The New Necessities: Less is More

The following is a guest post from personal-finance expert Peter Dunn. He realized that he wanted to deal with money when he was in his sixth-grade math class. The teacher gave the class a stock-market project, and Pete was hooked. Pete hosts a popular radio show, “Skills Your Dad Never Taught You,” on WXNT Indianapolis (News Talk 1430) and appears regularly on FOX News and “Studio B with Shepard Smith.” Pete currently lives in Carmel, Indiana with his wife, Sarah, and his daughter, Olivia.  Pete’s second book, 60 Days to Change: A Daily How-To Guide with Actionable Tips for Improving Your Financial Life, is available in paperback for $14.95, at

Shelter, utilities, food. For hundreds of years, most people have found these to be necessary expenses and key categories of any budget. They know they must find a way to produce enough income to cover, at a bare minimum, these basics. Yet over time, this group of necessary expenses has continued to grow.

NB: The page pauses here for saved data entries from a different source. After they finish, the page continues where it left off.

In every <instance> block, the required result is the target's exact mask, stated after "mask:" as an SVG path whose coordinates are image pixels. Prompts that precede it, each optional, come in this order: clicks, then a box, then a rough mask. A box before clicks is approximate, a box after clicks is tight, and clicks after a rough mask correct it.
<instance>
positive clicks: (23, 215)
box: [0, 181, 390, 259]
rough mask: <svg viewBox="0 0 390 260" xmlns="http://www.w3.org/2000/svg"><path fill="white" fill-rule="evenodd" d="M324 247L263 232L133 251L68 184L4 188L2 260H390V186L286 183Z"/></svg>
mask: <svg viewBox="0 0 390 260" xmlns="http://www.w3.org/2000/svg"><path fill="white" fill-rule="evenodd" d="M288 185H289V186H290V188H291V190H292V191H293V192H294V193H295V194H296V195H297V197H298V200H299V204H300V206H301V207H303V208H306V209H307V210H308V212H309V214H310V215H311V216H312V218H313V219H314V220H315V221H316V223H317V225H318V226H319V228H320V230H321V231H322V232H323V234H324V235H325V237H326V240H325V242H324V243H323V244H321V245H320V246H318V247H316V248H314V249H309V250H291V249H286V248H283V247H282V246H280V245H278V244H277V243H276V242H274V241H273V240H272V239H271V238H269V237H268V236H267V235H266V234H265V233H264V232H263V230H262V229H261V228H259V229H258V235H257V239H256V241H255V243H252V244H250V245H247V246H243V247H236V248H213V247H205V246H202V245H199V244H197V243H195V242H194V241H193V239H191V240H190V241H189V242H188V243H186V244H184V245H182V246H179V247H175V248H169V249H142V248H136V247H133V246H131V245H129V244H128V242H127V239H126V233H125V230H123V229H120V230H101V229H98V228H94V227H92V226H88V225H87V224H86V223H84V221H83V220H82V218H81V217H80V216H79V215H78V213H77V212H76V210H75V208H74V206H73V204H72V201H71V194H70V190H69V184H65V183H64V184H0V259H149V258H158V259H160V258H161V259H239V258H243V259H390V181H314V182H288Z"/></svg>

And, as you might have guessed, it’s because the word “necessary” is subjective and relative.  This new, behemoth group of expenses is the “New Necessities” and now includes things such as mobile phone service, internet service, and cable or satellite tv. But are your New Necessities—and particularly your New Tech Necessities—keeping you in the red?

Controlling this type of expense is crucial to financial progress. As you hammer out a budget, you don’t necessarily need to scrap that category altogether, though. The most important tip? Make sure your usage matches your subscription plans. In my experience, most people overbuy and underuse these types of subscription plans—whether for mobile phones, internet, or cable/satellite. Here’s how to keep your costs in check: set aside an hour or two and call each one of your service providers to match up your usage with an appropriate plan. Doing this can easily save you hundreds of dollars per year.

Redefining your New Necessities requires taking a hard look at what you think you need but without which you can still survive and thrive. The fundamental questions to ask as you’re redefining are, “How much do I spend on this? And where can I cut back?” Do you really need the fastest Internet service available? What about those 400 satellite tv channels? You might not think eliminating or scaling back on services could save you that much—but once you start saving with a goal in mind, you’ve got a very powerful motivating force. With what you save by cutting your New Necessities list down to manageable size, you can contribute to your emergency fund, save for a vacation, or even sock away for college funds or retirement. It’s your decision: a year of the Handyman Channel—or a fund to someday start that handyman business you’ve always known you wanted to? Take a good, hard look at your monthly budget—and see where there’s room to save by dialing down.

What are your New Necessities? Where could you cut back if you had to—and what would you save for?

2 thoughts on “The New Necessities: Less is More”

  1. Very good points! I remember in our early marriage that the only “tech” bill was a $6.00/month phone bill! We still keep it pretty low, in my opinion. We don’t have cable of any kind, use a dial-up internet service for $12/month, have a $26/month landline, and my husband has a $33/month cell phone plan. I don’t have a cell but may get a Trac phone for this. I would like my husband to also switch to a Trac cell to cut these “New Necessities’ even more.

  2. My “tech necessities”:

    1) Utility Power. $25-30/month, mostly for refrigeration.
    2) Cable Modem, $24.95/month.
    3) Prepaid Cellphone, $24-26/month net.

    Of course, on net, these “new” items have supplanted the old POTS line ($20/month) + Slip Account ($20/month) + the post-paid cellphone ($75/month). All told, I’m money way-ahead from ten years ago. I have no other utilities.

    These bills don’t impact me. Its the rent ($600) and health insurance ($250/month, $5K deductible) and taxes which hurt. There aren’t any practical ways to lower either of those.